UCLouvain Economics Seminar: Filipe Martins Da Rocha

February 01, 2018

12:45 PM

DOYE 22

Self-enforcing Debt Limits and Costly Default in General Equilibrium

Filipe Martins Da Rocha, Université Dauphine

We establish a novel determination of self-enforcing debt limits at the present value of default cost in a general competitive equilibrium. Agents can trade state-contingent debt but cannot commit to repay. If an agent defaults, she loses a fraction of her current and future endowments. Moreover, she is excluded from borrowing but is still allowed to save, as in Bulow and Rogoff (1989). Competition implies that debt limits are not-too-tight, as in Alvarez and Jerman (2000). Under a mild condition that the endowment loss from default is bounded away from zero, we show that the equilibrium interest rates must be sufficiently high that the present value of aggregate endowments is finite.

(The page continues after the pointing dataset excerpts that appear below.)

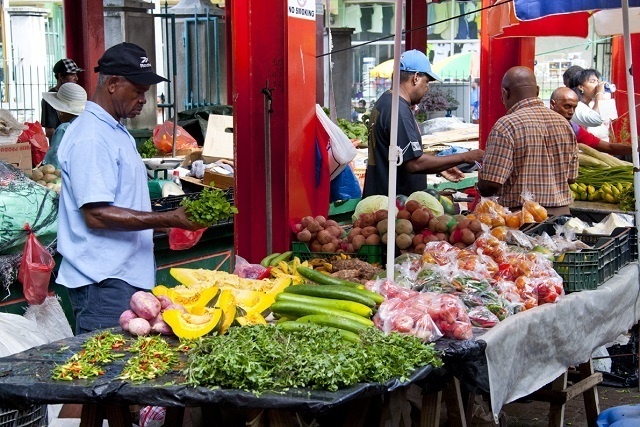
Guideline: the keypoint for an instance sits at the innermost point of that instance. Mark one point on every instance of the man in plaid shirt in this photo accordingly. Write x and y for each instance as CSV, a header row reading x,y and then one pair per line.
x,y
530,149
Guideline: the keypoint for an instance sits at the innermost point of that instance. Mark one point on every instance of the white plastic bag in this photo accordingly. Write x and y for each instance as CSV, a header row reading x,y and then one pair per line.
x,y
341,151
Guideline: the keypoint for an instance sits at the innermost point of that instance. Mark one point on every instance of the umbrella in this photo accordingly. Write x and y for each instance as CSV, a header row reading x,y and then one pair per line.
x,y
458,66
533,9
383,70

We show that equilibrium debt limits are exactly equal to the present value of endowment loss due to default. The determination of competitive debt limits based on endowment loss is isomorphic to the determination of public debt sustainable by tax revenues. We also show that competitive equilibria with self-enforcing debt and costly default are equivalent to Arrow-Debreu equilibria with limited pledgeability, as defined by Gottardi and Kubler (2015).

Co-authors: Toan Phan and Yiannis Vailakis.